Description

Junk non utf-8 characters are inserted in the user MoinEditorBackup and cause later Unicode error on many operations.

Steps to reproduce

  1. Create a wiki user.
  2. Create homepage for user.
  3. Create a test page.
  4. Delete test page
    • Unicode error during deletion
    • Unicode error on RecentChanges, etc. for all users.

Example

Details

MoinMoin Version

Release 1.3.0 [Revision patch-399]

OS and Version

Linux (SuSE 9.0)

Python Version

2.3

Server Setup

Apache 2.0.48

Server Details

Traceback (most recent call last):
  File "/usr/lib/python2.3/site-packages/MoinMoin/request.py", line 756, in run
    handler(page.page_name, self)
  File "/usr/lib/python2.3/site-packages/MoinMoin/wikiaction.py", line 588, in do_savepage
    comment=comment)
  File "/usr/lib/python2.3/site-packages/MoinMoin/PageEditor.py", line 864, in saveText
    backup_url = self._make_backup(newtext, **kw)
  File "/usr/lib/python2.3/site-packages/MoinMoin/PageEditor.py", line 730, in _make_backup
    backuppage._write_file(intro + newtext)
  File "/usr/lib/python2.3/site-packages/MoinMoin/PageEditor.py", line 774, in _write_file
    was_deprecated = self._get_pragmas(self.get_raw_body()).has_key("deprecated")
  File "/usr/lib/python2.3/site-packages/MoinMoin/Page.py", line 499, in get_raw_body
    text = file.read()
  File "/usr/lib/python2.3/codecs.py", line 380, in read
    return self.reader.read(size)
  File "/usr/lib/python2.3/codecs.py", line 253, in read
    return self.decode(self.stream.read(), self.errors)[0]
UnicodeDecodeError: 'utf8' codec can't decode byte 0x9a in position 41: unexpected code byte

Workaround

None

Discussion

The directory containing the page is deleted the errors on RecentChanges etc. disappear, however the user is then unable to edit any further pages without a Unicode error appearing. This is fixed by removing the user MoinEditorBackup directory.

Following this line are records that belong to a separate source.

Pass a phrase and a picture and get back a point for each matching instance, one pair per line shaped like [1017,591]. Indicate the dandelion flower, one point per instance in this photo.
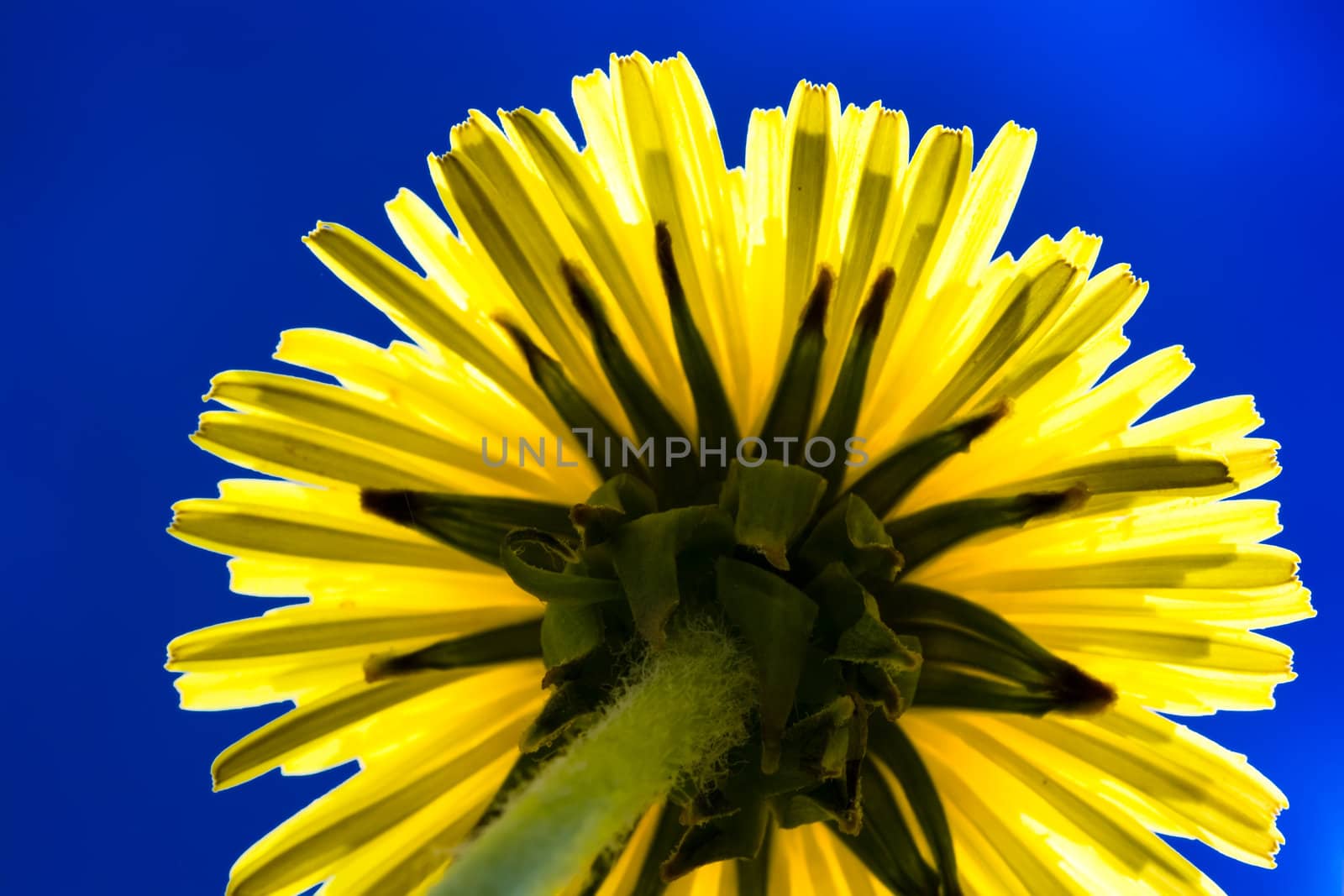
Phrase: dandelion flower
[746,530]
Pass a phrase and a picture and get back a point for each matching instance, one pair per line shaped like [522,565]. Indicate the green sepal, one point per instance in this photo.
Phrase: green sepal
[796,390]
[889,664]
[667,833]
[736,836]
[470,523]
[645,553]
[974,658]
[776,621]
[602,866]
[847,396]
[616,501]
[568,401]
[569,634]
[886,844]
[822,741]
[522,772]
[519,641]
[837,801]
[890,745]
[570,708]
[772,504]
[712,411]
[853,533]
[925,535]
[642,402]
[1139,469]
[550,569]
[894,477]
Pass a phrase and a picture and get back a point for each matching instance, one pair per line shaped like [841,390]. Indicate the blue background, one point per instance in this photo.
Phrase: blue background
[161,160]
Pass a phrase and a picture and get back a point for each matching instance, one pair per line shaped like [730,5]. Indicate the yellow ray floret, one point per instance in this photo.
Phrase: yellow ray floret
[1054,563]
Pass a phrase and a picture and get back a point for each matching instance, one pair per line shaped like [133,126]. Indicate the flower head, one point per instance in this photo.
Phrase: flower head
[739,527]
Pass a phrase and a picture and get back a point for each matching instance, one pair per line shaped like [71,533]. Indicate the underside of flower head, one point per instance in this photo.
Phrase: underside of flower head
[826,448]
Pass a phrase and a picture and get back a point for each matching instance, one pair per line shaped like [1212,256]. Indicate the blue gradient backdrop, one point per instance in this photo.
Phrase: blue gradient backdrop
[161,160]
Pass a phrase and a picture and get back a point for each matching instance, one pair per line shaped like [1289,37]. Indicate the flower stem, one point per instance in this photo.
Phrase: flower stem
[675,720]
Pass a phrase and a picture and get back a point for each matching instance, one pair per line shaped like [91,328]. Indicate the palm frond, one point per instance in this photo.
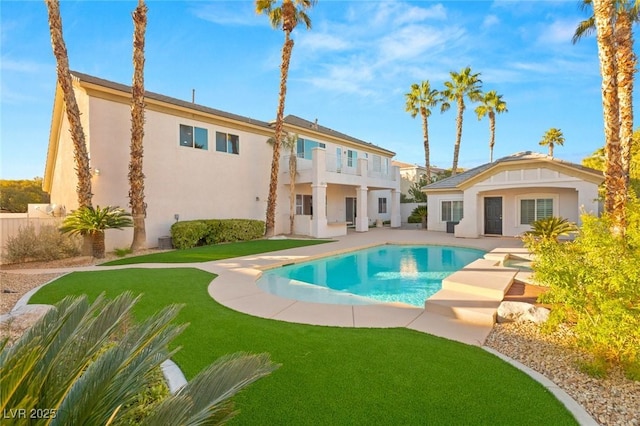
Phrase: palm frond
[207,395]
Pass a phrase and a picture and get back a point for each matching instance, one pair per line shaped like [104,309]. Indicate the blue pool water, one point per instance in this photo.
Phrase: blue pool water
[383,274]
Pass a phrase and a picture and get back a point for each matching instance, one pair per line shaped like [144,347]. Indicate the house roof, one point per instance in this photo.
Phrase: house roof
[404,165]
[162,98]
[314,126]
[102,85]
[459,180]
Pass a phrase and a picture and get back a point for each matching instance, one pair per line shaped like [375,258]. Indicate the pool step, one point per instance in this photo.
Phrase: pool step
[493,283]
[474,293]
[464,306]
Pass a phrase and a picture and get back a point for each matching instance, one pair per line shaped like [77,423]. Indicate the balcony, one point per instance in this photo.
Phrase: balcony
[334,169]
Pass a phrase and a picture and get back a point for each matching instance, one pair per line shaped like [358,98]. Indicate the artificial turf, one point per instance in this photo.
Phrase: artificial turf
[331,375]
[215,252]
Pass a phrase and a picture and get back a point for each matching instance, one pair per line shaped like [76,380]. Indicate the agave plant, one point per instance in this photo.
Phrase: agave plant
[85,363]
[92,222]
[551,228]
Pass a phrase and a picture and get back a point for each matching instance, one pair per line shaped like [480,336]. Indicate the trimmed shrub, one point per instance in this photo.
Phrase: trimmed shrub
[230,230]
[417,214]
[213,231]
[595,287]
[188,234]
[48,244]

The obvious workaround in this situation is either not to delete pages, or for users not to have a WikiHomePage. I assume this is because if a user doesn't have a homepage the MoinEditorBackup is not created. --OriginalReporter

I can't reproduce this on both this wiki and my test wikis, both running latests code, using my old account and by creating a new account, following the steps above.

This smell like a wiki which was not migrated to utf-8 from iso-8859-1 or another non utf-8 charset. In this case, when you try to read page, you will have Unicode errors.

Give more details about this wiki. Is it new, or upgraded from which version? Did you run all migrations scripts? did you have errors in while running the mig scripts?

-- DeletePageTest 2004-12-10 15:29:48

I've created a new wiki especially for testing this problem. I did have a version 1.1 wiki which I updated to 1.2.4 (no problems) and then to 1.3 this week. The only errors I received in migration were (I think) during mig3 because my original had no cache files. As for the new wiki (url above) I've only just created it so that rules out migration problems (that was my first guess).

I've attached two files, 00000002 is the revision of a deleted page, 00000000 is created as the MoinEditorBackup, should these files not be empty?

  • [get | view] (2004-12-10 15:57:45, 0.0 KB) [[attachment:00000000.conf]]
  • [get | view] (2004-12-10 15:57:25, 0.0 KB) [[attachment:00000002.conf]]
 All files | Selected Files: delete move to page copy to page

I've just installed the latest tarball from the ArchRepository (reports Release 1.3.0 [Revision 1.3.0 release]) and I get the same problem. I've also run with the standalone server to rule out Apache and I get the same error.

Please try this test:

  1. install a new wiki instance
  2. copy the data and underlay dir from the distribution
  3. setup config, permission etc.
  4. create a new account
  5. create a page for yourself
  6. create a another page
  7. delete the other page

Now make a tarball, or zip from your wiki directory - including your config and data directory and server script. attach this on this page so we can inspect all details and pages.

Also very important: add details about the language you use in your preferences, or in your browser, and which browser you use to edit the pages.

-- NirSoffer 2004-12-10 16:41:01

Done that. However I have also determined that the bug seems related to my Linux installation. It occurs on both of my SuSE 9.0 servers (python 2.3), but not on my SuSE 9.1 workstation (python 2.3.3).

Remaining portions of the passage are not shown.